The operational impact of this memory leak vulnerability extends beyond simple resource consumption, as it can lead to significant system instability and potential denial of service conditions. When an application or service using ImageMagick's MontageImageCommand processes multiple montage operations, each execution leaves behind unreleased memory segments that accumulate over time. This progressive memory consumption can eventually exhaust available system memory, leading to system slowdowns, application crashes, or complete system hangs. The vulnerability is particularly dangerous in server environments where ImageMagick is used for automated image processing, such as web applications, content management systems, or image processing pipelines, where continuous montage operations could be exploited to gradually degrade system performance. The memory leak behavior aligns with ATT&CK technique T1499.001: Endpoint Denial of Service, as it represents a method of resource exhaustion that can render systems unusable through sustained memory consumption.
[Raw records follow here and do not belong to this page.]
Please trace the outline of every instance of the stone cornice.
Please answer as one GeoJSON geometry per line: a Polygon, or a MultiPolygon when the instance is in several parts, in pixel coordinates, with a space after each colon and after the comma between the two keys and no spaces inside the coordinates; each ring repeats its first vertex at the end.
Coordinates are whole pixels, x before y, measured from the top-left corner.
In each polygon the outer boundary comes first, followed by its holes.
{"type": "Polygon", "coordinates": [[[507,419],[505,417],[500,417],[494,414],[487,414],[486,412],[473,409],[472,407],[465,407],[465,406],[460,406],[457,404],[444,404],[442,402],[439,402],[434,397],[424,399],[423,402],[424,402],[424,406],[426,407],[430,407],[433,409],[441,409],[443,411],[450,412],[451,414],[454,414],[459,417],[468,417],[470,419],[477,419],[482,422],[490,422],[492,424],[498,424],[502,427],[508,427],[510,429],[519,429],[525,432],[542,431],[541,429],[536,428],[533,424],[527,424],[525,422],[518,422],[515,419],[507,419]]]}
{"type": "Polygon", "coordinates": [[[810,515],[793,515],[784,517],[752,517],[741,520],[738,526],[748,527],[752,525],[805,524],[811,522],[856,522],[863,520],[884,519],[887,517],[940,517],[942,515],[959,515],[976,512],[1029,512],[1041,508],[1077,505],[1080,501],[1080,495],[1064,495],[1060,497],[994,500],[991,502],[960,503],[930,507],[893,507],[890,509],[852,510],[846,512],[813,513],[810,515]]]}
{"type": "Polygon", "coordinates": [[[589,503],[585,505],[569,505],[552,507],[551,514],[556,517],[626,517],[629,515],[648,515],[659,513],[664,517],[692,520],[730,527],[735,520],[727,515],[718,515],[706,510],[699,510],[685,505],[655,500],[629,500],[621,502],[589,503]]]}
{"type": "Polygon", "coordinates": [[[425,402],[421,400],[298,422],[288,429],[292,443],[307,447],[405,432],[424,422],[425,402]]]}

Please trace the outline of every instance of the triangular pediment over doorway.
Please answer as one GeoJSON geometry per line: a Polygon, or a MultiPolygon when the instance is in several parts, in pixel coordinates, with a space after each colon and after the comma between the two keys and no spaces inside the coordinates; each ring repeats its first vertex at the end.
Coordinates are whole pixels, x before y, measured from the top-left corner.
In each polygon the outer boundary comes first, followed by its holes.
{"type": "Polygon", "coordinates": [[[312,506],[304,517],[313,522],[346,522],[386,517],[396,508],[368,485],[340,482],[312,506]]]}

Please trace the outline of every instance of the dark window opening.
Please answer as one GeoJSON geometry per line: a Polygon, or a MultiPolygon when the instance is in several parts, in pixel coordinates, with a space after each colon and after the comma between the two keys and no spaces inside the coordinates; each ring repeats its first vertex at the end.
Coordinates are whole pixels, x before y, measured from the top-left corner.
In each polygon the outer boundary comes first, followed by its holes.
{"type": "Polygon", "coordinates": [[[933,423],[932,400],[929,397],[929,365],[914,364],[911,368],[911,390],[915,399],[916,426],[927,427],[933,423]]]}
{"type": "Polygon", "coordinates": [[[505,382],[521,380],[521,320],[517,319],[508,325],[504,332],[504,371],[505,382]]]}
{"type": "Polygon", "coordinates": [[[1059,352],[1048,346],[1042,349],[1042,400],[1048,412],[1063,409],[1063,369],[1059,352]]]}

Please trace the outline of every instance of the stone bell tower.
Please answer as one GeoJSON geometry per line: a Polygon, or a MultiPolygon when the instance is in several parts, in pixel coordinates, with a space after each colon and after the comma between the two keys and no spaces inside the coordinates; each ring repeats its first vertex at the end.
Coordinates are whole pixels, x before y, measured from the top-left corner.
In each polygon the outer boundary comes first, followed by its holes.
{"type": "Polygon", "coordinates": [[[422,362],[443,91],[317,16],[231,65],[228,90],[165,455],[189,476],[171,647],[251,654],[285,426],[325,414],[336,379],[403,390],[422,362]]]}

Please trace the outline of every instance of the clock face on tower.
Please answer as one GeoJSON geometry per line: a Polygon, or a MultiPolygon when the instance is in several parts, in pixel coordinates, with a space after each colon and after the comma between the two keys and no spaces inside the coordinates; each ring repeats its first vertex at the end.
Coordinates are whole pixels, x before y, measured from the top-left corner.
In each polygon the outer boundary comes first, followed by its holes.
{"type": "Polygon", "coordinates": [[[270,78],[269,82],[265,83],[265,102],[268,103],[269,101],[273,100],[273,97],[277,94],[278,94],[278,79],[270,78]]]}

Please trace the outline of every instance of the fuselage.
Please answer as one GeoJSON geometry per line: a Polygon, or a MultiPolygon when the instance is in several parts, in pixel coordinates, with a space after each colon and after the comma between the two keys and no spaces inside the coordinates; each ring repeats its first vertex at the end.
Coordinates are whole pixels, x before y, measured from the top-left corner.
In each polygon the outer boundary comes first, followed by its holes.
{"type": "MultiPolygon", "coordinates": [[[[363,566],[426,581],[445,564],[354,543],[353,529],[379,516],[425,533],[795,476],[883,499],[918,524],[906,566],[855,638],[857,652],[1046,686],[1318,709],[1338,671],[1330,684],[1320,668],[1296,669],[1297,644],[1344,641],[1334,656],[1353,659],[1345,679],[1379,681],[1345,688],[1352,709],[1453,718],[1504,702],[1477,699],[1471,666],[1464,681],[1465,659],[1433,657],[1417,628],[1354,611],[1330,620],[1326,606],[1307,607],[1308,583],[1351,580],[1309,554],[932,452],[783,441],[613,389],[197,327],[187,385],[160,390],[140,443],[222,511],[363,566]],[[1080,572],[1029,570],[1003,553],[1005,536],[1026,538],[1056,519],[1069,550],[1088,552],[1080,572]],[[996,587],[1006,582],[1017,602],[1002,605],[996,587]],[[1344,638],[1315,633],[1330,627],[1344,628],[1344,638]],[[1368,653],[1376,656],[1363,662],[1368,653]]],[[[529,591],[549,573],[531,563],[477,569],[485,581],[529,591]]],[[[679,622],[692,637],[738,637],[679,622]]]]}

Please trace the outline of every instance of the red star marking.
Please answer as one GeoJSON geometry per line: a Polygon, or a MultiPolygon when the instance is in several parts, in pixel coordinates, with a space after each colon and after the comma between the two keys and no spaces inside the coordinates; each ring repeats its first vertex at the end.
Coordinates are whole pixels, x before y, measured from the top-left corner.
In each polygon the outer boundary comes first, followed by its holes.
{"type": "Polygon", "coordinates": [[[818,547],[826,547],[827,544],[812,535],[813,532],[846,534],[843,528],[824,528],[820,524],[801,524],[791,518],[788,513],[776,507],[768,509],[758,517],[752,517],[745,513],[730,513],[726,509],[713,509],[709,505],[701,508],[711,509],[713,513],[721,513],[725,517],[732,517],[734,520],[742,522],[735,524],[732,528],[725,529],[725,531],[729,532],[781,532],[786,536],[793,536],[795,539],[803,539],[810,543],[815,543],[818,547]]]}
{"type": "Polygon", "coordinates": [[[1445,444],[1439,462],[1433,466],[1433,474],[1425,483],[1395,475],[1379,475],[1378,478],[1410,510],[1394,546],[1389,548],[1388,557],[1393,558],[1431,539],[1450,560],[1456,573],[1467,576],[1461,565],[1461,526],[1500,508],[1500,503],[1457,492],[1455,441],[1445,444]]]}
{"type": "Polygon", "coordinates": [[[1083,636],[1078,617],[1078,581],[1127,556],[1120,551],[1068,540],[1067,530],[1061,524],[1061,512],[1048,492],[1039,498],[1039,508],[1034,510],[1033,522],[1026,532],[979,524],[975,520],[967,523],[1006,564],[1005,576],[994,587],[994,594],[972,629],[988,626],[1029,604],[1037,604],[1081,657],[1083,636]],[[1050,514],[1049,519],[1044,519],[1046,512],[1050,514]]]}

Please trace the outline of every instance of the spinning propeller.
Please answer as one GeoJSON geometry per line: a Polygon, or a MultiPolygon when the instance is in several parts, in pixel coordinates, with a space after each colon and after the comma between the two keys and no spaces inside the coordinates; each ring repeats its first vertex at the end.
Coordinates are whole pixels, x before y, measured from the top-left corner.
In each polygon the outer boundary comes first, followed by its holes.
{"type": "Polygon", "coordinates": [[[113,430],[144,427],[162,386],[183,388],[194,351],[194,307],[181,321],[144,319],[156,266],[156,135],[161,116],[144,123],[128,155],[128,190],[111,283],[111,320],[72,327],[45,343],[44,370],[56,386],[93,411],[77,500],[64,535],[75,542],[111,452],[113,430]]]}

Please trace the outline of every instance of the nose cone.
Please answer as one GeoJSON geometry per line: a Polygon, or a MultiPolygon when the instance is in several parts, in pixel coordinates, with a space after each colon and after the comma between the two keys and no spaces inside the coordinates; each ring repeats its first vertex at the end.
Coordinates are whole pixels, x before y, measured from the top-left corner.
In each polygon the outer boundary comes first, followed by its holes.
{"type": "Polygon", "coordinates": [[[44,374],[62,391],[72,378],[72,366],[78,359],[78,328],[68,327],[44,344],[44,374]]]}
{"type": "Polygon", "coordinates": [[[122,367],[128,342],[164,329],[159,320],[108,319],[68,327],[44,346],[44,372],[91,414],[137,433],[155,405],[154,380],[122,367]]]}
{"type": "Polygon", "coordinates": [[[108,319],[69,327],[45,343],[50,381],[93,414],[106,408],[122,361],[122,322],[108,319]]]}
Mitigation strategies for CVE-2017-18022 require immediate patching of affected ImageMagick installations to version 7.0.7-13 or later, which contains the corrected memory deallocation logic. System administrators should prioritize updating ImageMagick components across all environments where the library is deployed, particularly in web-facing applications and automated processing systems. Additionally, implementing proper input validation and sanitization measures can help prevent exploitation by ensuring that only expected image formats and parameters are processed through montage operations. Organizations should also consider implementing memory monitoring and alerting systems to detect unusual memory consumption patterns that could indicate exploitation attempts. The vulnerability demonstrates the importance of proper memory management in image processing libraries and highlights the need for comprehensive testing of resource allocation and deallocation routines, especially in components that handle user-provided data through complex processing pipelines.